Last year’s inaugural Man Booker event at Birkbeck was an entertaining and fascinating evening, and this year’s discussion between Prof. Russell Celyn Jones and Kazuo Ishiguro (or ‘Ish’ as he was happy to be referred to) continued that high standard. The talk was warm, witty and wide-ranging: Ishiguro spoke at length on his connections with Japan, his writing practices, his use of different voices within his novels, his interest in both individual and collective memory, and the place of art in an exploration of what it means to be human.

As someone with an interest in the process of novel-to-screen adaptations, it was particularly fascinating to hear Ishiguro talk about the film versions of The Remains of the Day and Never Let Me Go. He amusingly revealed that whilst he is credited as ‘executive producer’ on Never Let Me Go, he has very little idea what this title actually means! It was also interesting to hear in this part of the discussion about the process of writerly exchange: whilst Ishiguro writes screenplays, he prefers not to adapt his own work: instead the screenwriter for Never Let Me Go was Alex Garland, who in turn is himself an author, having written the novel (but not the screenplay) The Beach.
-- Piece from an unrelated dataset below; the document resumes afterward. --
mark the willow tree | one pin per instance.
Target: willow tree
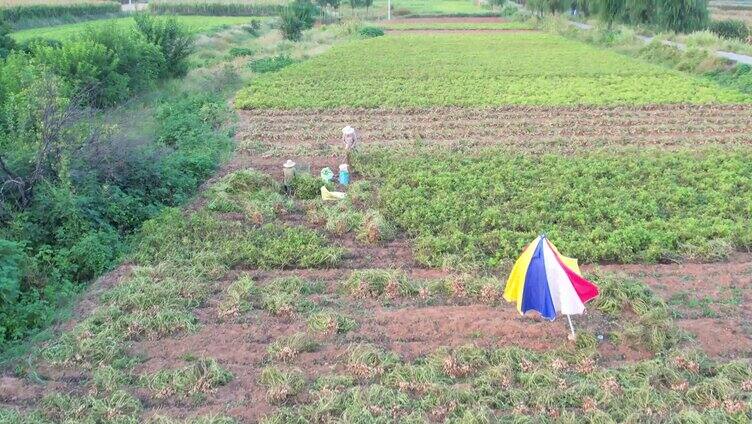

Whilst some writers dislike the film adaptations of their work, Ishiguro praised what he called the ‘natural’ alliance between the novel and the cinema, suggesting that it was an important connection to both cement and develop in an age of somewhat formulaic, brainless blockbusters.

The discussion was followed by questions from the audience, all of which Ishiguro answered generously and thoughtfully. All in all, the evening was highly enjoyable and a fascinating exploration of a writer’s motivations and inspirations. It uncovered fresh approaches to Never Let Me Go, as well as providing some encouraging suggestions and amusing thoughts on the creation of fiction in general. I look forward to reading much more of Ishiguro’s work!